The endpoints of the diameter of a circle are at (1,2) and (7,-6). What is the circumference of the circle, to the nearest tenth of a unit.
the length of the diameter is
√((7-1)^2+(-6-2)^2) = 10
Now you can find the circumference, right?
31.4
To find the circumference of a circle, we need to know its radius. In this case, we can find the radius by finding the distance between the two endpoints of the diameter.
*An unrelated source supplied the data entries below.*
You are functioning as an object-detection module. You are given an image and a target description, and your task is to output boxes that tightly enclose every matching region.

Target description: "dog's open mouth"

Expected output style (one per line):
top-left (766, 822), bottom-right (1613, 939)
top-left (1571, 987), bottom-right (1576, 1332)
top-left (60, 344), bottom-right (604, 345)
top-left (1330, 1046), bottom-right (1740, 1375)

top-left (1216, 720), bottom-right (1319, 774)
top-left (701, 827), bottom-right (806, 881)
Using the distance formula:
Distance = √((x2 - x1)^2 + (y2 - y1)^2)
Let's plug in the coordinates:
Distance = √((7 - 1)^2 + (-6 - 2)^2)
= √(6^2 + (-8)^2)
= √(36 + 64)
= √100
= 10
Therefore, the distance between the two endpoints is 10 units.
Now, we know that the diameter of the circle is 10 units. The formula to find the circumference of a circle is:
Circumference = π * diameter
Using π as approximately 3.14:
Circumference = 3.14 * 10
= 31.4
So, the circumference of the circle is approximately 31.4 units, to the nearest tenth of a unit.
To find the circumference of a circle, you need to know its radius or diameter. In this case, we are given the endpoints of the diameter of the circle, which are (1,2) and (7,-6).
To find the distance between two points, we can use the distance formula:
Distance = √((x2 - x1)^2 + (y2 - y1)^2)
Let's calculate the distance between the two endpoints first:
Distance = √((7 - 1)^2 + (-6 - 2)^2)
= √(6^2 + (-8)^2)
= √(36 + 64)
= √100
= 10
Thus, the diameter of the circle is 10 units.
The formula to calculate the circumference of a circle is:
Circumference = π × Diameter
Since we know the diameter is 10 units, we can substitute into the formula:
Circumference = π × 10
Now, to find the value of π to the nearest tenth, we can use the approximation 3.14.
Circumference = 3.14 × 10
= 31.4
Therefore, the circumference of the circle, to the nearest tenth of a unit, is approximately 31.4 units.